My own view is that the F-40 would have been even more fabulous were it to have had a proper twelve cylinder engine.

With kind regards,

Vulcan
 

·
Administrator
Joined
·
15,140 Posts
Discussion Starter #15
Dear Comrades,

My own view is that the F-40 would have been even more fabulous were it to have had a proper twelve cylinder engine.

With kind regards,

Vulcan
Dear Comrade Vulcan,

It is an interesting proposal but I am not sure the resulting machina would be managable by us insignificant driving mortals. The 12 cylinder non turbo F50 already has skull crushing acceleration, strapping a pair of turbos onto it might result in Louis XVI type experience.

Sincerely,

Boxer
 

·
Registered
Joined
·
6,404 Posts
Dear Comrade Vulcan,

It is an interesting proposal but I am not sure the resulting machina would be managable by us insignificant driving mortals. The 12 cylinder non turbo F50 already has skull crushing acceleration, strapping a pair of turbos onto it might result in Louis XVI type experience.

Sincerely,

Boxer
I think he meant a normally aspirated V12 in the F40, Boxer.


Onno



Never pay again for live sex! | Hot girls doing naughty stuff for free! | Chat for free!
 

·
Registered
Joined
·
1,833 Posts
Dear Comrades,

My own view is that the F-40 would have been even more fabulous were it to have had a proper twelve cylinder engine.

With kind regards,

Vulcan
The F40 was built during a time when it was advantageous to capitalize not only on all the attention turbocharged F1 cars were getting but also to capitalize on Ferrari's expertise in the application of such systems.

In other words it was the right car at the right time for the market place that existed.

Also no matter what we may want Ferrari is very wise in delivering to us a well rounded package. While other cars may be better in one performance catagory or another (Think Veyron) Ferrari gives us a well rounded package with a broad spectrum of brilliant capabilities that is so well packaged that it makes us look good by broadening our abilities.


There is no point in bringing to market a car that mere mortals cannot drive well.
 

·
Registered
Joined
·
1,833 Posts
That's my contrarian opinion; the F50 seems a little unloved, but I don't know why.


I worked in the dealers during the time both were for sale. The F40 was an immediate hit styling wise while few ever warmed up to the design of the F50.

If you drove both you would understand that the F50 was an improvement over the F40 in ways that cannot be described by numbers generated by a stopwatch or a telemetry device. It is a display of the lack of talent on the part of automotive journalists that they are unable to describe the capabilities of a car with the written word, that they need to rely on mechanically generated numbers.
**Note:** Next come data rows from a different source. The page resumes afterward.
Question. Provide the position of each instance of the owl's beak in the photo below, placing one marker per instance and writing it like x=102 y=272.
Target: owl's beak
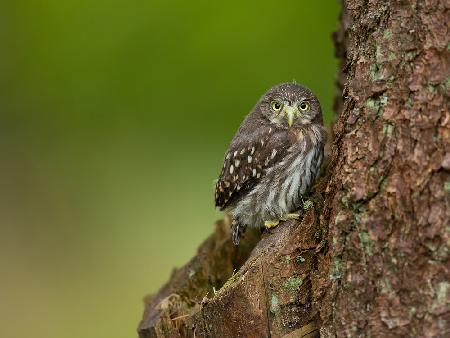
x=290 y=112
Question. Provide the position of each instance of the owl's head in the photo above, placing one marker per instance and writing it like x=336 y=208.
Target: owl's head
x=290 y=105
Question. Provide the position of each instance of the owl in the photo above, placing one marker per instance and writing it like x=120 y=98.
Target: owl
x=273 y=160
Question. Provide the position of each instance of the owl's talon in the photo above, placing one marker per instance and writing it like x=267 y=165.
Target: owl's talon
x=292 y=216
x=271 y=224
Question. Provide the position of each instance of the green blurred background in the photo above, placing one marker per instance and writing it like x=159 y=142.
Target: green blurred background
x=114 y=117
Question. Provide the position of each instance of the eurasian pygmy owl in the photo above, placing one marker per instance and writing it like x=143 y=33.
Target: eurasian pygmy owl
x=272 y=160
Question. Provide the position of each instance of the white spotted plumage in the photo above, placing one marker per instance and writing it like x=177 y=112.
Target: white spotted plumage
x=271 y=164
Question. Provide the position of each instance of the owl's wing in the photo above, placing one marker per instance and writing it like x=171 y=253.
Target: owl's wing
x=246 y=162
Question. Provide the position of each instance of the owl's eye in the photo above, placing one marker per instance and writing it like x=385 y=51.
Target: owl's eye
x=304 y=106
x=276 y=105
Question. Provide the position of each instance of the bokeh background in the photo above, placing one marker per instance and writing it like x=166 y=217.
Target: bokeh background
x=114 y=118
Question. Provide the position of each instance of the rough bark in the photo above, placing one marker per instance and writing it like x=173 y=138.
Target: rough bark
x=371 y=255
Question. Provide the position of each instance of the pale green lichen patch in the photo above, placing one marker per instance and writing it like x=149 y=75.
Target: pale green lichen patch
x=292 y=284
x=287 y=259
x=447 y=186
x=336 y=272
x=378 y=54
x=230 y=281
x=299 y=259
x=308 y=204
x=442 y=293
x=274 y=304
x=366 y=241
x=409 y=103
x=388 y=129
x=431 y=88
x=374 y=72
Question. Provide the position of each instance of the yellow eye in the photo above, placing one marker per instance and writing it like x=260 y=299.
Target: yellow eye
x=304 y=106
x=276 y=105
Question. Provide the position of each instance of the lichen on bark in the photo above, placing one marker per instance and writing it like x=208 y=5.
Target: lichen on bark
x=370 y=257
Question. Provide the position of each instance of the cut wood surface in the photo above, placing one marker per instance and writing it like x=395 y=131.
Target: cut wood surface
x=370 y=257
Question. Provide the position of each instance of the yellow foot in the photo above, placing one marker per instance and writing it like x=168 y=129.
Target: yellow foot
x=271 y=224
x=290 y=216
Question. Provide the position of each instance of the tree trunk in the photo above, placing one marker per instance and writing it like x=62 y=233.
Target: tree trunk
x=371 y=255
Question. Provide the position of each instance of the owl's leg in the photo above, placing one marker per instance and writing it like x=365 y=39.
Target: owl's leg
x=237 y=230
x=291 y=216
x=271 y=224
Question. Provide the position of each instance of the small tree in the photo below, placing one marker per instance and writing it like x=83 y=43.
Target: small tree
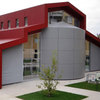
x=48 y=75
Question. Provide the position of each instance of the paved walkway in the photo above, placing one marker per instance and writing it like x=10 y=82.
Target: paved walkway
x=9 y=92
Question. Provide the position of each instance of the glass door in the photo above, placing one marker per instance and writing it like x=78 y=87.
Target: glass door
x=31 y=57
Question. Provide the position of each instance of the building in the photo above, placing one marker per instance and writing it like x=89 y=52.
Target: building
x=31 y=35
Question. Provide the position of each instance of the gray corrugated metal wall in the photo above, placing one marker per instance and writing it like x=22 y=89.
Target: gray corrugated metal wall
x=94 y=57
x=69 y=42
x=12 y=65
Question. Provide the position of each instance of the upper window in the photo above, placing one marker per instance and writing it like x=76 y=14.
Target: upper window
x=9 y=24
x=77 y=22
x=25 y=21
x=1 y=25
x=69 y=20
x=17 y=22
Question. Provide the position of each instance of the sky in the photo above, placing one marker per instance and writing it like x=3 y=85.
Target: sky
x=89 y=7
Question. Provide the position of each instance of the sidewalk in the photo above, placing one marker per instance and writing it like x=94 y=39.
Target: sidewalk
x=10 y=92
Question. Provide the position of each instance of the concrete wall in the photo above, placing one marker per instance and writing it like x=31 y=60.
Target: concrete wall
x=69 y=42
x=12 y=65
x=94 y=57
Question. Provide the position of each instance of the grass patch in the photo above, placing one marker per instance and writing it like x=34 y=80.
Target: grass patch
x=86 y=85
x=59 y=95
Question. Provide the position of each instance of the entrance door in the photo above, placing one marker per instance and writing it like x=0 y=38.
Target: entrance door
x=31 y=57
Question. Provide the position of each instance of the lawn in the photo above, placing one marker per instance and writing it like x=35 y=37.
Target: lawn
x=59 y=95
x=86 y=85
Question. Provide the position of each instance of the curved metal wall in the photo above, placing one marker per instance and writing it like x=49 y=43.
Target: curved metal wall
x=69 y=41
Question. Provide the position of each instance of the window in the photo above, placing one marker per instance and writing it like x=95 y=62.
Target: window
x=1 y=25
x=69 y=19
x=9 y=25
x=25 y=21
x=17 y=22
x=77 y=23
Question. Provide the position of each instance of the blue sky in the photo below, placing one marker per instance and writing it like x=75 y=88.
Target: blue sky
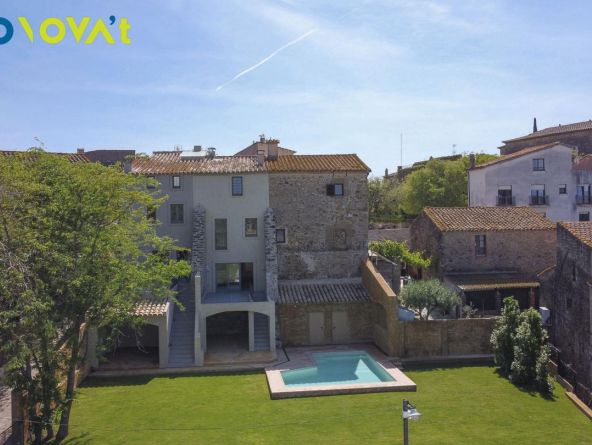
x=464 y=73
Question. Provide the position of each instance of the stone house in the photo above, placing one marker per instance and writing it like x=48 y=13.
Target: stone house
x=486 y=253
x=570 y=301
x=275 y=241
x=578 y=135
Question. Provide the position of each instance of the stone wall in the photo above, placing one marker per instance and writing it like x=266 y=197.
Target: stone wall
x=570 y=301
x=326 y=235
x=465 y=336
x=294 y=322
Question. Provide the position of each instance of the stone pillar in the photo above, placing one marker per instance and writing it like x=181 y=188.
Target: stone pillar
x=198 y=244
x=271 y=255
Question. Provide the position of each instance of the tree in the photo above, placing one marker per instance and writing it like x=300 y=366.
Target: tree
x=531 y=353
x=440 y=183
x=502 y=337
x=399 y=252
x=76 y=249
x=426 y=295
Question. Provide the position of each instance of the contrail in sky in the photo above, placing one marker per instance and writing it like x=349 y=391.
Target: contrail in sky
x=267 y=59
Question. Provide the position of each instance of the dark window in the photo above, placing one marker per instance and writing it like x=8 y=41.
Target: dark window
x=480 y=245
x=335 y=189
x=250 y=227
x=221 y=236
x=177 y=216
x=237 y=186
x=538 y=165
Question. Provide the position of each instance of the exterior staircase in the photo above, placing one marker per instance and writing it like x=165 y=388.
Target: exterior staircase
x=261 y=325
x=181 y=351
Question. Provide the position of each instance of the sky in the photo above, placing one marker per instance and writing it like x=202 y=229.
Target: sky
x=321 y=76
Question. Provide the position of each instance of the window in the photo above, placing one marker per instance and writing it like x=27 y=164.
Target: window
x=237 y=186
x=220 y=235
x=335 y=189
x=537 y=195
x=480 y=245
x=177 y=214
x=250 y=227
x=538 y=165
x=504 y=195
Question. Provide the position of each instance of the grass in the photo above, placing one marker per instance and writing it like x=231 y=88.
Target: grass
x=462 y=405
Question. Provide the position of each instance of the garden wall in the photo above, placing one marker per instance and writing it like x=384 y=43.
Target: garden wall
x=431 y=338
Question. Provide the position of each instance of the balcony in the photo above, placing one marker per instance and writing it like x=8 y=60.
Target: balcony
x=539 y=200
x=583 y=199
x=503 y=201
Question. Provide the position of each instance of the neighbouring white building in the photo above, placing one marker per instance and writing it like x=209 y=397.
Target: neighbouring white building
x=550 y=178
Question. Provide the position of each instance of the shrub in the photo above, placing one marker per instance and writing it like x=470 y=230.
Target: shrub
x=502 y=337
x=427 y=295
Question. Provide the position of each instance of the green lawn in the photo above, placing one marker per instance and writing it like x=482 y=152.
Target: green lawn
x=469 y=405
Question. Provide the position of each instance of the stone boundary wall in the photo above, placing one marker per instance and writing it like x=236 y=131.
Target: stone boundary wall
x=441 y=338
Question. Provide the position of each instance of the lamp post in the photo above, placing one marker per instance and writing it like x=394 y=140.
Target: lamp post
x=409 y=412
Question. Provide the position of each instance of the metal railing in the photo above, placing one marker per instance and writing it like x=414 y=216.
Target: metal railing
x=539 y=200
x=503 y=200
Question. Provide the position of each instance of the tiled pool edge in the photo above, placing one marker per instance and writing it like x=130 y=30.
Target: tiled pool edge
x=300 y=357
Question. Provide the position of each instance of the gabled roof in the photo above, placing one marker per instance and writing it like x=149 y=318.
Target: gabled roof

Faulkner and Hemmingway didn't write for car magazines.
 

·
Registered
Joined
·
3,928 Posts
Unfortunately this is still the case. Your chances of seeing a F40 are 10x that of a F50.
I've only ever seen 3 F50's, 2 at shows and 1 at a dealers. I haven't kept count of the number of F40's I've seen, but I suspect 10X is a good bet.
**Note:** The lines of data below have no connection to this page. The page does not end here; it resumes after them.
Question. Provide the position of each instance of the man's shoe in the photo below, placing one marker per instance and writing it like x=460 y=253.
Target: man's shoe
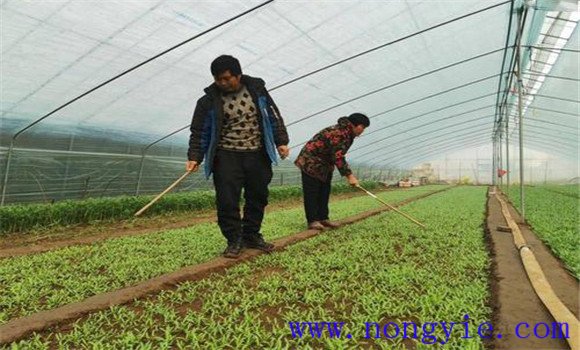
x=258 y=243
x=328 y=223
x=315 y=225
x=233 y=250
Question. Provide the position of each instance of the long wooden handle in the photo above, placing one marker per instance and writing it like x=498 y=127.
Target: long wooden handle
x=162 y=193
x=391 y=207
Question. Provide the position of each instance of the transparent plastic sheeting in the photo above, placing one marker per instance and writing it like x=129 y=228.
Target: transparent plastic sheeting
x=425 y=83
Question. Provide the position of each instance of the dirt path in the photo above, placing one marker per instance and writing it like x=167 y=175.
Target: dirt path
x=22 y=244
x=18 y=328
x=514 y=299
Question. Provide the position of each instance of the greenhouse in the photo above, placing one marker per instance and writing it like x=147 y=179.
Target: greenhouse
x=381 y=174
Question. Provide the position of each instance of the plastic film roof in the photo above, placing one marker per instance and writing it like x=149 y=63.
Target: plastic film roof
x=426 y=72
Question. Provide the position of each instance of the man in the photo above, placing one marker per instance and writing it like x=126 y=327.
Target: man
x=237 y=128
x=317 y=160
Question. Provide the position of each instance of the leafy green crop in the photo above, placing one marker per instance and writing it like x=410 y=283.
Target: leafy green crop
x=379 y=270
x=18 y=218
x=43 y=281
x=554 y=217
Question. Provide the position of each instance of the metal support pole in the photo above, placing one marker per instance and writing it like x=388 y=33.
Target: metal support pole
x=520 y=116
x=493 y=158
x=500 y=154
x=140 y=176
x=5 y=182
x=67 y=166
x=507 y=152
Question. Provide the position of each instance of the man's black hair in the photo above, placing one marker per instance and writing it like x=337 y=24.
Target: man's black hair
x=224 y=63
x=359 y=119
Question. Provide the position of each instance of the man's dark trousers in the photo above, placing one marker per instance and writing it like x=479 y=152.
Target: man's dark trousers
x=233 y=171
x=316 y=195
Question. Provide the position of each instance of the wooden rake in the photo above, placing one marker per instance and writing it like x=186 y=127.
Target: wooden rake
x=391 y=207
x=162 y=193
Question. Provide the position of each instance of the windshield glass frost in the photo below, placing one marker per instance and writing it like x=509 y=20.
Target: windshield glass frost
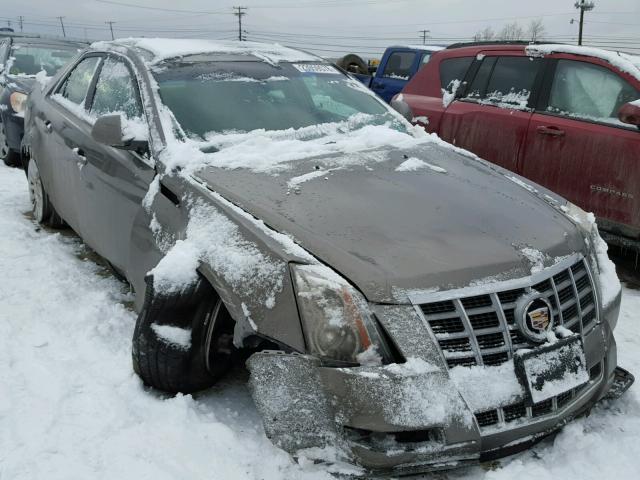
x=30 y=59
x=234 y=97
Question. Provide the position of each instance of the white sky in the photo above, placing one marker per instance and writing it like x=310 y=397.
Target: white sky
x=328 y=27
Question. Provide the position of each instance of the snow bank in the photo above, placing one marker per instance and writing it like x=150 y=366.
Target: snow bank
x=627 y=63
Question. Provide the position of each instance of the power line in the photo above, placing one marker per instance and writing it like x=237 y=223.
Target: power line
x=111 y=28
x=583 y=6
x=240 y=12
x=160 y=9
x=424 y=36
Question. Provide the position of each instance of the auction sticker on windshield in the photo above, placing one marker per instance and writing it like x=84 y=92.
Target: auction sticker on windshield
x=315 y=68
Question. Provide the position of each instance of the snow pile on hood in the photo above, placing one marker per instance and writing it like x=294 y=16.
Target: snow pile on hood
x=263 y=151
x=413 y=164
x=213 y=239
x=627 y=63
x=607 y=278
x=486 y=387
x=165 y=48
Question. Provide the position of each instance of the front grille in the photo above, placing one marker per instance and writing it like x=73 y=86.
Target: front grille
x=481 y=329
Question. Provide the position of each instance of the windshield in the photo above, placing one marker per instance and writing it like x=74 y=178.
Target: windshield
x=31 y=59
x=225 y=97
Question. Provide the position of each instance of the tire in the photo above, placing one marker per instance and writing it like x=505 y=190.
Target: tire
x=41 y=206
x=354 y=64
x=174 y=368
x=8 y=156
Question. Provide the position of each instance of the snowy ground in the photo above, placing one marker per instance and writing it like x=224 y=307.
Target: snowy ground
x=72 y=408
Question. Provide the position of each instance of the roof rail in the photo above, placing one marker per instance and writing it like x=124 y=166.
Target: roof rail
x=496 y=42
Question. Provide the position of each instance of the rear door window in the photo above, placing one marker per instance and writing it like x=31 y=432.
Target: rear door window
x=116 y=91
x=76 y=85
x=505 y=81
x=452 y=71
x=589 y=92
x=399 y=65
x=4 y=50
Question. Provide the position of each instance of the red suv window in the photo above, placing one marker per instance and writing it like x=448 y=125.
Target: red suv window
x=453 y=69
x=589 y=92
x=505 y=80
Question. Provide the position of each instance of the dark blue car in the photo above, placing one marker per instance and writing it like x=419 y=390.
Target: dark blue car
x=398 y=65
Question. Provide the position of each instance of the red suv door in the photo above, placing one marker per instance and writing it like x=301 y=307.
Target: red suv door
x=578 y=148
x=492 y=115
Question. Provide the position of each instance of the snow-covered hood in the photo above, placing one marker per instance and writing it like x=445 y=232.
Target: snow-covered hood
x=421 y=218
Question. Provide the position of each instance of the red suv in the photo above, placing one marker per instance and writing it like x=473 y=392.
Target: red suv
x=565 y=117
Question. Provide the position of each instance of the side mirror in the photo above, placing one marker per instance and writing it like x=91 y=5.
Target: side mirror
x=108 y=130
x=630 y=113
x=402 y=107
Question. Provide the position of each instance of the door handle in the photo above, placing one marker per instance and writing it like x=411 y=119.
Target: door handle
x=80 y=157
x=553 y=131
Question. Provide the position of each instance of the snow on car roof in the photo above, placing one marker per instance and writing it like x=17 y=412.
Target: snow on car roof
x=625 y=62
x=429 y=48
x=165 y=48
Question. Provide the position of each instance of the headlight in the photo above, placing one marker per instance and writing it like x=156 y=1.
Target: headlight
x=18 y=101
x=337 y=323
x=586 y=221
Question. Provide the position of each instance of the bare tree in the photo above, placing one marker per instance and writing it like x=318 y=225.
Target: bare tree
x=485 y=35
x=511 y=32
x=536 y=30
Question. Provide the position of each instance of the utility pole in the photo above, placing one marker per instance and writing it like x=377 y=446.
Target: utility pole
x=583 y=6
x=111 y=28
x=425 y=34
x=240 y=12
x=64 y=34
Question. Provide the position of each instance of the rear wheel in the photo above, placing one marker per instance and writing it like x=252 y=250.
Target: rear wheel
x=41 y=206
x=8 y=156
x=182 y=342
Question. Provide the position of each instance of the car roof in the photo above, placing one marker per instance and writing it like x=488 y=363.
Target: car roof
x=48 y=42
x=628 y=63
x=427 y=48
x=156 y=50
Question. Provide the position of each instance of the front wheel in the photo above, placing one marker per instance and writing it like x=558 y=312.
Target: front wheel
x=41 y=206
x=183 y=342
x=8 y=156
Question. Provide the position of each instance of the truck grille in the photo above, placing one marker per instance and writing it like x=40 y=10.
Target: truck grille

I've also only ever seen 3 288GTO's, again 2 at shows and 1 at a dealers.

And only 2 Enzo's both at the same event last Spring.

I've never seen any of these cars out on the open roads.
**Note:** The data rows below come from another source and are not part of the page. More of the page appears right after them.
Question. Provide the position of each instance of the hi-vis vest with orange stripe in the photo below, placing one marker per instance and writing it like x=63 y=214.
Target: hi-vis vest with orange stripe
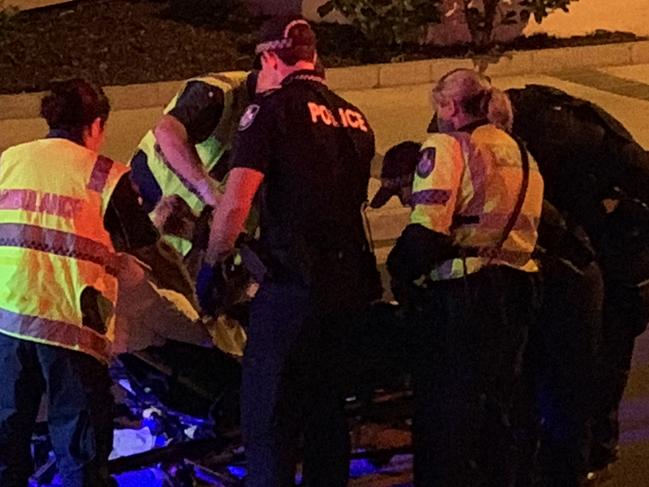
x=210 y=151
x=466 y=186
x=53 y=245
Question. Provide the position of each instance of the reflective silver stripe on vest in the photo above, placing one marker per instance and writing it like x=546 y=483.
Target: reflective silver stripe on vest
x=56 y=242
x=99 y=174
x=56 y=332
x=184 y=181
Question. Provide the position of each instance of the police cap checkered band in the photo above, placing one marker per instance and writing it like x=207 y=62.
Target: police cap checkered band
x=281 y=38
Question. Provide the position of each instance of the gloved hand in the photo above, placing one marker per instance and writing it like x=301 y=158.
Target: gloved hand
x=205 y=289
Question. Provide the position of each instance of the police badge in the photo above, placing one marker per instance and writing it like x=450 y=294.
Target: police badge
x=426 y=163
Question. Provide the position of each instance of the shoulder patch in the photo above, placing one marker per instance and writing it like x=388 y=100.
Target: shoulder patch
x=248 y=117
x=426 y=163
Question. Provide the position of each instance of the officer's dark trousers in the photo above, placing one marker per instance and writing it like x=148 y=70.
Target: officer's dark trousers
x=79 y=412
x=560 y=361
x=292 y=384
x=469 y=340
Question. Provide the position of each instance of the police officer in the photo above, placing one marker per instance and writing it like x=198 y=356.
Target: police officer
x=553 y=405
x=308 y=153
x=180 y=156
x=61 y=207
x=465 y=264
x=599 y=176
x=555 y=408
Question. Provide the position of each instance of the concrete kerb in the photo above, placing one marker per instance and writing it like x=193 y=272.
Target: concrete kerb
x=149 y=95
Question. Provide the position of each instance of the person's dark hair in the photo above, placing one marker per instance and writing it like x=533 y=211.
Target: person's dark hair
x=303 y=49
x=73 y=105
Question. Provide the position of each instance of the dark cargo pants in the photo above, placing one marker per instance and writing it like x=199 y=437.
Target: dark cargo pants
x=293 y=376
x=469 y=337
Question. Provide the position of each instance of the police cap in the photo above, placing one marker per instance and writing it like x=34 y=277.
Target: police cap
x=398 y=167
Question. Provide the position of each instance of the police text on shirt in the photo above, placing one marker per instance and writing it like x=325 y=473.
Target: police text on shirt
x=345 y=117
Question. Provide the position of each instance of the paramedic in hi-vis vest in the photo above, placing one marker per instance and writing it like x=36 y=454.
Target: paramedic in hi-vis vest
x=63 y=207
x=181 y=163
x=464 y=268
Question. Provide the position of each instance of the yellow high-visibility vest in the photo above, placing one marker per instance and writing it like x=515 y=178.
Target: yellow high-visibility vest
x=466 y=186
x=53 y=244
x=210 y=151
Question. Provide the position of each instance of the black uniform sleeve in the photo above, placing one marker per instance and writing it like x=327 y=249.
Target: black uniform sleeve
x=253 y=143
x=199 y=108
x=126 y=221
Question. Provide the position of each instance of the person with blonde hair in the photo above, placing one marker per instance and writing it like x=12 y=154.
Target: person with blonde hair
x=464 y=268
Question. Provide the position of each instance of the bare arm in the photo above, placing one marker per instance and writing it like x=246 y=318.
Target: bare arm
x=232 y=211
x=181 y=154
I still prefer the F40 out of all of the modern supercar Ferrari's, but the F50 come's very close, still prefer it to the Enzo and 288 GTO.
 

·
Administrator
Joined
·
15,140 Posts
Discussion Starter #20
It is a display of the lack of talent on the part of automotive journalists that they are unable to describe the capabilities of a car with the written word, that they need to rely on mechanically generated numbers. Faulkner and Hemmingway didn't write for car magazines.
Completely agree. And the few who did get to drive it came away very intimidated. Auto journalists are not necessarily the world greatest drivers.